The experimental results show the following:

(1): The “YOLOv8-SE + improved DeepSORT” combination exhibits significant advantages in the normal illumination scenario: mean average precision (mAP@0.5) reaches 90.5% (5.5% higher than the “original YOLOv8 + standard DeepSORT” combination), multiple object tracking accuracy (MOTA) 82.0% (7.0% higher than YOLOv8), and IDS is reduced by 33.3%. This reflects the enhancement effect of the squeeze-and-excitation (SE) module on key features.
(2): YOLOv8-SE shows stronger robustness in interference scenarios: as scenario complexity increases (e.g., high-temperature glare → partial occlusion → blur), the performance of both models decreases, but the degradation amplitude of YOLOv8-SE is smaller.

In summary, by enhancing weak features through the SE channel attention mechanism and optimizing the feature weight allocation strategy, YOLOv8-SE outperforms YOLOv8 in all visual scenarios and multi-dimensional indicators, providing a more reliable visual perception foundation for subsequent multi-source fusion.

3.5. Multi-Source Fusion Performance

Experiments were divided into two parts: comparison between fusion and single-mode baselines, and comparison among different fusion strategies.

3.5.1. Comparison Between Fusion and Single-Mode Baselines

To verify the performance improvement of the multi-source fusion method (multi-source) compared to single-mode baselines (rule-only, vision-only), comparative analyses were conducted across six scenarios from three dimensions: rule-based inference, visual perception, and comprehensive recovery. The results are presented in the scenario-specific multi-indicator bar chart (Figure 7).

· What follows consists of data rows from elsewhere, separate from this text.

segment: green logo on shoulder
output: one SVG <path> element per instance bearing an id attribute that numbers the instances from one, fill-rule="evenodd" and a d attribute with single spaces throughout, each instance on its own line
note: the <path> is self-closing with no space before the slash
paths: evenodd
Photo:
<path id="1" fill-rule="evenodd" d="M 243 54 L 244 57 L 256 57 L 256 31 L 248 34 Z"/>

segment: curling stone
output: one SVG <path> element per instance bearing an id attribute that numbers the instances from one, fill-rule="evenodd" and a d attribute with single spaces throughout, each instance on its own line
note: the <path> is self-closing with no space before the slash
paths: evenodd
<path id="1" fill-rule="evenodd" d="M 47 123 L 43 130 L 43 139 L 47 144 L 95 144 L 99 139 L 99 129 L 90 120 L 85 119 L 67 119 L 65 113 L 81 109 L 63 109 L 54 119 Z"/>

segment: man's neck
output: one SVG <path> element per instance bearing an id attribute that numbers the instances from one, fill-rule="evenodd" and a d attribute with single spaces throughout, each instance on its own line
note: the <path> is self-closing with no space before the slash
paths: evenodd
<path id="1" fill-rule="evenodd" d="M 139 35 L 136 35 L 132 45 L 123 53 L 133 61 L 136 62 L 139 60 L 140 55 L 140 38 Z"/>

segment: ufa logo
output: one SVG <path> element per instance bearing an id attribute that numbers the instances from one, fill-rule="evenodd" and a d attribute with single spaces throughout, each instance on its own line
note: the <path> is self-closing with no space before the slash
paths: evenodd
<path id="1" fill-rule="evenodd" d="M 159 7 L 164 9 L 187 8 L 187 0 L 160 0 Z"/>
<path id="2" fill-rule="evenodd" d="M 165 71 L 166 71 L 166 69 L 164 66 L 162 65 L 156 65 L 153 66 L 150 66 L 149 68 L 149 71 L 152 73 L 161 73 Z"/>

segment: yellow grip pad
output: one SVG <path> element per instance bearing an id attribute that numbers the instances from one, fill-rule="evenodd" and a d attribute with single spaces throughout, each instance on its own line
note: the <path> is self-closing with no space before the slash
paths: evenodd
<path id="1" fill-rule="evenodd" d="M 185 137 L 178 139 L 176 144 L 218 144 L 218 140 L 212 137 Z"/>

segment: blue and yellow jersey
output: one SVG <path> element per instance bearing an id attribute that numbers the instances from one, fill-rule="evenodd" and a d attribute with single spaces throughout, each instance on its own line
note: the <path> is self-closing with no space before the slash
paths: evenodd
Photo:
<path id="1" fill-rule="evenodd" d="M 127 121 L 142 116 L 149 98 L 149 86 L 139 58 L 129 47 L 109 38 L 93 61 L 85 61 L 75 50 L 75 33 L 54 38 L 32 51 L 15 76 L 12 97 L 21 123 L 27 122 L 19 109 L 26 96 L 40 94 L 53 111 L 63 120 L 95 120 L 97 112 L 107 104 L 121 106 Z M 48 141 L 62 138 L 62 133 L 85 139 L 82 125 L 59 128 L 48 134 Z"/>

The experimental results show the following:

(1): In the normal scenario without data interference, the multi-source fusion method outperforms single-mode baselines in all indicators. Rule-based inference dimension: SAR reaches 99.8% (2.0% higher than rule-only), and ADR 99.9% (1.4% higher than rule-only), benefiting from the correction of rule ambiguity by visual data. Visual perception dimension: mAP@0.5 reaches 99.7% (9.2% higher than vision-only), and MOTA 99.8% (17.8% higher than vision-only), due to the filtering of visual false detections by rule constraints. Comprehensive recovery dimension: association recovery rate (ARR) reaches 99.0% (3–4% higher than both baselines), reflecting the advantage of “rule-visual” bidirectional verification.
(2): The multi-source fusion method exhibits outstanding anti-interference capability in scenarios with data missing or redundancy. With under 20% data missing, the SAR of rule-only drops to 72.0% (26.4% lower than the normal scenario), while the SAR of multi-source remains at 96.4% (only 3.4% lower), as visual data compensates for the missing rule inputs. With under 20% data redundancy, the mAP@0.5 of vision-only drops to 80.0% (10.5% lower than the normal scenario), while the mAP@0.5 of multi-source reaches 96.7% (only 3.0% lower), as rule constraints eliminate redundant visual noise.
(3): In the integrated scenario (mixed interference), the multi-source fusion method maintains core indicators above 98%: SAR = 98.2% (10.2% higher than rule-only), mAP@0.5 = 97.7% (11.7% higher than vision-only), and recall = 98.2% (9.2% higher than baselines). This verifies its core value of “complementary fault tolerance” in complex industrial environments—rule-based inference resolves visual ambiguity, while visual perception supplements missing rule information, forming a closed-loop verification.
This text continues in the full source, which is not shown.